El papa León XIV lleva semanas insistiendo en la misma petición de Juan Pablo II. En nombre de más de mil millones de católicos repartidos por el todo mundo, su voz se levanta en contra de los extremismos que pretenden ofrecer respuestas fáciles a problemas enquistados durante años. El conflicto de Ucrania, por ejemplo, que proyecta su sombra acuciante sobre Europa, y más recientemente la guerra de Irán, que va a suponer, sospecho, el principio del final del trumpismo y acaso también del movimiento MAGA. No es casual, en consecuencia, que el Papa se haya manifestado de una forma tan rotunda y tan crítica con Trump y sus políticas. No es fortuito que lo haga como sucesor de Pedro, ni como estadounidense, ni como referente global en un momento en que una parte de la juventud encuentra en las religiones una vía de sentido frente al mundo postsecular. Este movimiento no se da sólo en Estados Unidos –aunque los números quizás sean allí más abultados–, sino en buena parte de Occidente. Las viejas ideologías parecen llegar a su fin, mientras que las nuevas vienen marcadas por un signo de fanatismo y de agresividad que las consume desde su propio interior. En cambio, las religiones con su mezcla de autoridad moral y experiencia histórica, surgen de repente como una alternativa al agotamiento del siglo XX: un siglo en el que se pensó que el hombre era plenamente autosuficiente. Por supuesto que nos equivocamos, porque nadie es capaz de conocerse a sí mismo.

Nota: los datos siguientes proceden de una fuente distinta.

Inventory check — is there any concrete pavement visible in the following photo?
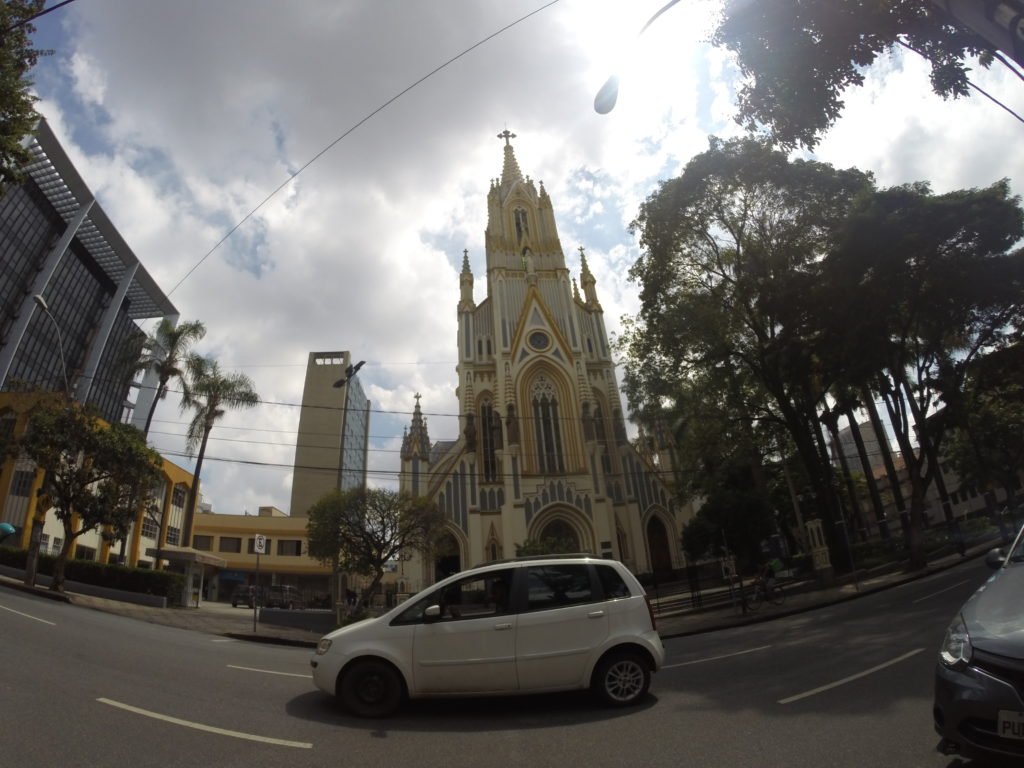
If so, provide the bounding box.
[0,541,998,648]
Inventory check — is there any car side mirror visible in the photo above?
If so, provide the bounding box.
[985,548,1007,570]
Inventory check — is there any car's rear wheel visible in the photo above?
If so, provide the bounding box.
[591,650,650,707]
[338,658,402,718]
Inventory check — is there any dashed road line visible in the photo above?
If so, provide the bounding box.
[96,698,313,750]
[0,605,57,627]
[227,664,313,680]
[662,645,771,670]
[778,648,925,703]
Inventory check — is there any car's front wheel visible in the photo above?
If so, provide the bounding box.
[591,650,650,707]
[338,658,402,718]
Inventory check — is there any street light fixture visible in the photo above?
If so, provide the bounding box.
[594,0,679,115]
[32,293,71,400]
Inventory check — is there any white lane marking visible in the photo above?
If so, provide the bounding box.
[227,664,313,680]
[96,698,313,750]
[662,645,771,670]
[0,605,56,627]
[778,648,925,703]
[911,579,971,603]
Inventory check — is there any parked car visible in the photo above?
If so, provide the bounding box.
[264,584,306,610]
[231,584,266,608]
[310,555,665,717]
[934,527,1024,759]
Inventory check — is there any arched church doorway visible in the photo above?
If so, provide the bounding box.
[434,534,462,582]
[540,518,583,553]
[647,517,672,575]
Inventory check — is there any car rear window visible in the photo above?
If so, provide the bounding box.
[526,563,596,610]
[597,565,630,600]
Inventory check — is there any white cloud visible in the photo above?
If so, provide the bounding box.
[28,0,1024,513]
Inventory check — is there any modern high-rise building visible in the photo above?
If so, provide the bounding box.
[399,131,692,591]
[0,119,178,422]
[290,352,370,517]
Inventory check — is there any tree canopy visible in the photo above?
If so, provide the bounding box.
[712,0,993,148]
[0,0,48,195]
[306,487,444,605]
[17,398,162,591]
[621,138,1024,562]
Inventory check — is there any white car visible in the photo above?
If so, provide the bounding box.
[310,555,665,717]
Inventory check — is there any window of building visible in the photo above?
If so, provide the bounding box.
[480,399,502,482]
[532,376,565,474]
[278,539,302,557]
[246,539,273,555]
[171,485,185,508]
[10,469,36,497]
[218,536,241,553]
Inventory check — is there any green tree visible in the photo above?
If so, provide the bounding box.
[18,398,161,592]
[136,317,206,436]
[0,0,49,195]
[181,354,259,547]
[622,138,873,561]
[817,181,1024,567]
[712,0,997,148]
[306,487,444,605]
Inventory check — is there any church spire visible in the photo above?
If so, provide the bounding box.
[459,248,476,312]
[580,246,601,309]
[401,392,430,461]
[498,128,522,189]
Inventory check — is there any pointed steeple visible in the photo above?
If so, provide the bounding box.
[459,248,476,312]
[498,128,522,189]
[401,392,430,461]
[580,246,601,309]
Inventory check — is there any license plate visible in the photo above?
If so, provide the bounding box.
[996,710,1024,740]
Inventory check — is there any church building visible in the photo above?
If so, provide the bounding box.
[399,130,692,592]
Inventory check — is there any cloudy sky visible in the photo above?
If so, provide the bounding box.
[24,0,1024,514]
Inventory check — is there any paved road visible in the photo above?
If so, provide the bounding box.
[0,548,1007,768]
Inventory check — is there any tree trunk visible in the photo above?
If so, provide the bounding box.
[181,424,213,548]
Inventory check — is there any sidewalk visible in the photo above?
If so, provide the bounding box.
[0,541,998,648]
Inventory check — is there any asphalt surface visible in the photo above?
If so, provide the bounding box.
[0,540,998,648]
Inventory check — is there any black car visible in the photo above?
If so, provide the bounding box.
[934,527,1024,759]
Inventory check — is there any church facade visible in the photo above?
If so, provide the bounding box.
[399,130,691,592]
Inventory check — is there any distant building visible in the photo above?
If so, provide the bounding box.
[399,131,692,592]
[290,352,370,517]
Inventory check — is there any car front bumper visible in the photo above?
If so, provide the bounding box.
[933,654,1024,758]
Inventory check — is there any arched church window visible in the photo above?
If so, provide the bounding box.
[512,208,529,241]
[480,399,502,482]
[530,376,565,474]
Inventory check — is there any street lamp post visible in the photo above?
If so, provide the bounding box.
[25,293,72,587]
[32,293,71,402]
[331,360,366,625]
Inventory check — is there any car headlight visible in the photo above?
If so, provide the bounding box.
[939,614,973,667]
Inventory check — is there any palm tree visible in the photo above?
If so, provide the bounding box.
[138,317,206,437]
[181,354,259,547]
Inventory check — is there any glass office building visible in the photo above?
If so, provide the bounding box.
[0,120,178,422]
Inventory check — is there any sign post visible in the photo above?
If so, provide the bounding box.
[253,534,266,634]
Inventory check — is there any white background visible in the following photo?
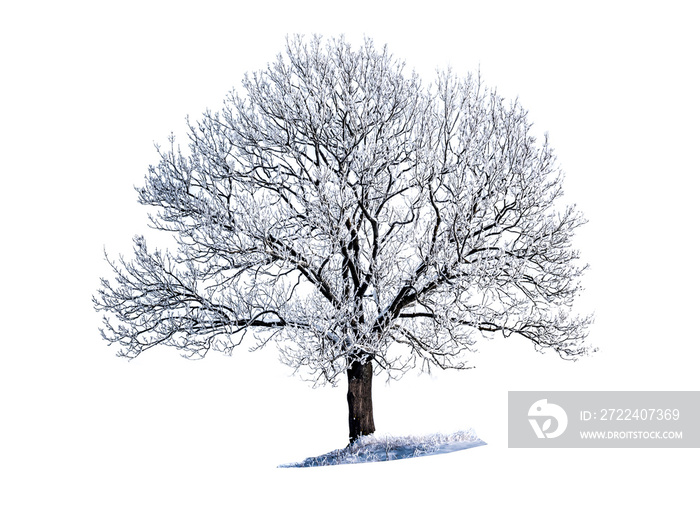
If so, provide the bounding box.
[0,0,700,505]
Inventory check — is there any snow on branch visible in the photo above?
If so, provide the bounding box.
[94,37,591,383]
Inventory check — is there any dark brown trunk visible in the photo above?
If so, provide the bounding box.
[348,360,374,443]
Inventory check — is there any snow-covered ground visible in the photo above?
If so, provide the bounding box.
[279,429,486,467]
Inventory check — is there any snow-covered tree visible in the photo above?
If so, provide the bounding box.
[94,37,590,441]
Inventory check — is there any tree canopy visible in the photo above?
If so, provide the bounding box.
[94,36,590,383]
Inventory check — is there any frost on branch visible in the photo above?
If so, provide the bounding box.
[95,37,590,383]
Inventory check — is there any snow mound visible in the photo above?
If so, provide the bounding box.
[279,429,486,467]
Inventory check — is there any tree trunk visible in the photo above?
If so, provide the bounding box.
[348,359,374,443]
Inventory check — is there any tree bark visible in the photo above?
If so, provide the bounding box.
[348,359,374,444]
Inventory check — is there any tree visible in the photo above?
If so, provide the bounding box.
[94,36,590,441]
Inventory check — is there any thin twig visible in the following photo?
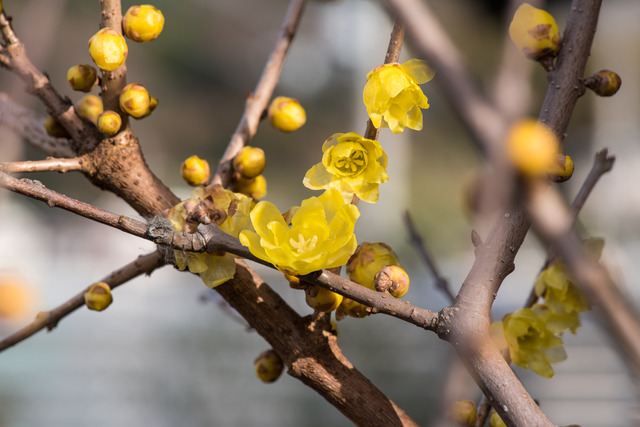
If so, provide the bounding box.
[0,12,101,153]
[212,0,306,188]
[0,157,84,173]
[404,211,456,303]
[0,252,165,352]
[0,172,437,329]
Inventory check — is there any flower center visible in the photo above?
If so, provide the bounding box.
[289,233,318,254]
[333,150,367,176]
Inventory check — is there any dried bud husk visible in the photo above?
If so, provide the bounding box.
[447,400,478,426]
[67,64,98,92]
[253,350,284,383]
[373,265,409,298]
[233,147,266,179]
[76,95,104,125]
[584,70,622,96]
[98,110,122,136]
[84,282,113,311]
[268,96,307,132]
[336,298,371,320]
[547,154,575,183]
[347,242,400,290]
[304,286,342,313]
[180,156,211,187]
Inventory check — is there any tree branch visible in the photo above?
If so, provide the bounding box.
[211,0,305,188]
[0,157,84,173]
[0,252,165,352]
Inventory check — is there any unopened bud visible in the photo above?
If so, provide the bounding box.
[122,4,164,42]
[584,70,622,96]
[447,400,478,426]
[76,95,103,124]
[507,119,560,176]
[347,242,400,290]
[253,350,284,383]
[235,175,267,200]
[304,286,342,313]
[120,83,151,119]
[268,96,307,132]
[84,282,113,311]
[373,264,409,298]
[509,3,560,61]
[89,28,129,71]
[67,64,98,92]
[547,154,575,183]
[233,146,266,179]
[180,156,211,187]
[98,110,122,136]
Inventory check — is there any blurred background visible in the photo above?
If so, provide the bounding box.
[0,0,640,427]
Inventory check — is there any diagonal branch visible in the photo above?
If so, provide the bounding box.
[0,252,165,351]
[212,0,305,188]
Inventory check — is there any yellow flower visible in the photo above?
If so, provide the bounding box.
[509,3,560,60]
[492,304,567,378]
[167,186,254,288]
[240,189,360,275]
[303,132,389,203]
[362,59,435,133]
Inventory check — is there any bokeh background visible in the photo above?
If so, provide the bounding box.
[0,0,640,427]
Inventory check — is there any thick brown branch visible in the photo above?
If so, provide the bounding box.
[212,0,306,188]
[0,252,165,351]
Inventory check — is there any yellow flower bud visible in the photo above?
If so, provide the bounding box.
[76,95,103,124]
[67,64,98,92]
[120,83,151,119]
[84,282,113,311]
[98,110,122,136]
[268,96,307,132]
[336,298,371,320]
[489,409,507,427]
[547,154,574,183]
[235,175,267,200]
[122,4,164,42]
[507,119,560,176]
[253,350,284,383]
[180,156,211,187]
[347,242,400,290]
[233,147,266,179]
[44,116,71,138]
[89,28,129,71]
[304,286,342,313]
[447,400,478,426]
[509,3,560,61]
[373,264,409,298]
[0,276,34,319]
[584,70,622,96]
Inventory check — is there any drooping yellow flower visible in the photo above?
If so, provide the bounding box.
[509,3,560,60]
[302,132,389,203]
[362,59,435,133]
[492,304,567,378]
[240,189,360,275]
[167,186,254,288]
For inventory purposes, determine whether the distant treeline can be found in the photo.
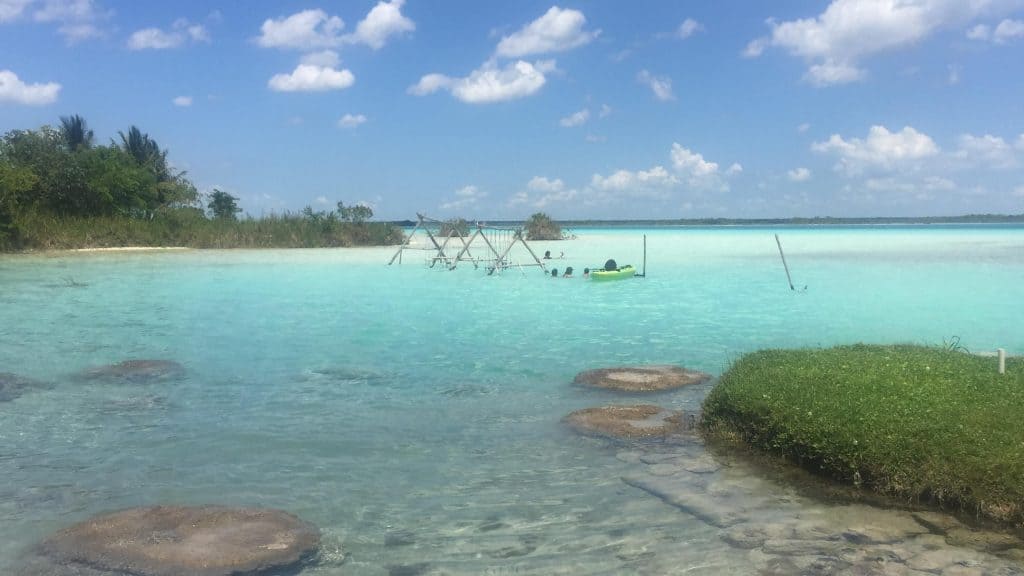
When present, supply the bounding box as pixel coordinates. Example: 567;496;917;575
442;214;1024;228
0;115;403;250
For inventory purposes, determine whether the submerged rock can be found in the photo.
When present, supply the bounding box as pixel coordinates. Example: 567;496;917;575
38;506;319;576
572;365;711;392
79;360;185;383
565;404;687;440
0;372;49;402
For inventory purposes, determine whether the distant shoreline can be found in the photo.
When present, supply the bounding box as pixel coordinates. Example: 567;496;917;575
388;214;1024;228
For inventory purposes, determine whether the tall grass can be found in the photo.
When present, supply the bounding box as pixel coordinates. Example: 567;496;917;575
0;211;403;250
702;344;1024;527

El giro teológico de la cultura llegará hasta donde llegue. Tal vez –aunque sea sólo por la influencia de la emigración musulmana–, irá más lejos de lo que los escépticos puedan suponer. Pero lo importante es que las religiones han vuelto como una alternativa, o como un faro, para una parte de la sociedad. Cabe pensar que, en un futuro más o menos inmediato, se irá cristalizando una nueva demanda política que, sin negar los múltiples bienes de la laicidad, muestre un mayor respeto hacia los valores espirituales: ya sea en la mirada sobre la condición humana o en su especial relación con la memoria o en la certeza de que el hombre es un ser dependiente, definido sobre todo por su relación con los demás, por los demás y para los demás. Nadie se salva a sí mismo, nos enseñan las religiones. Ni siquiera los todopoderosos emperadores de la política.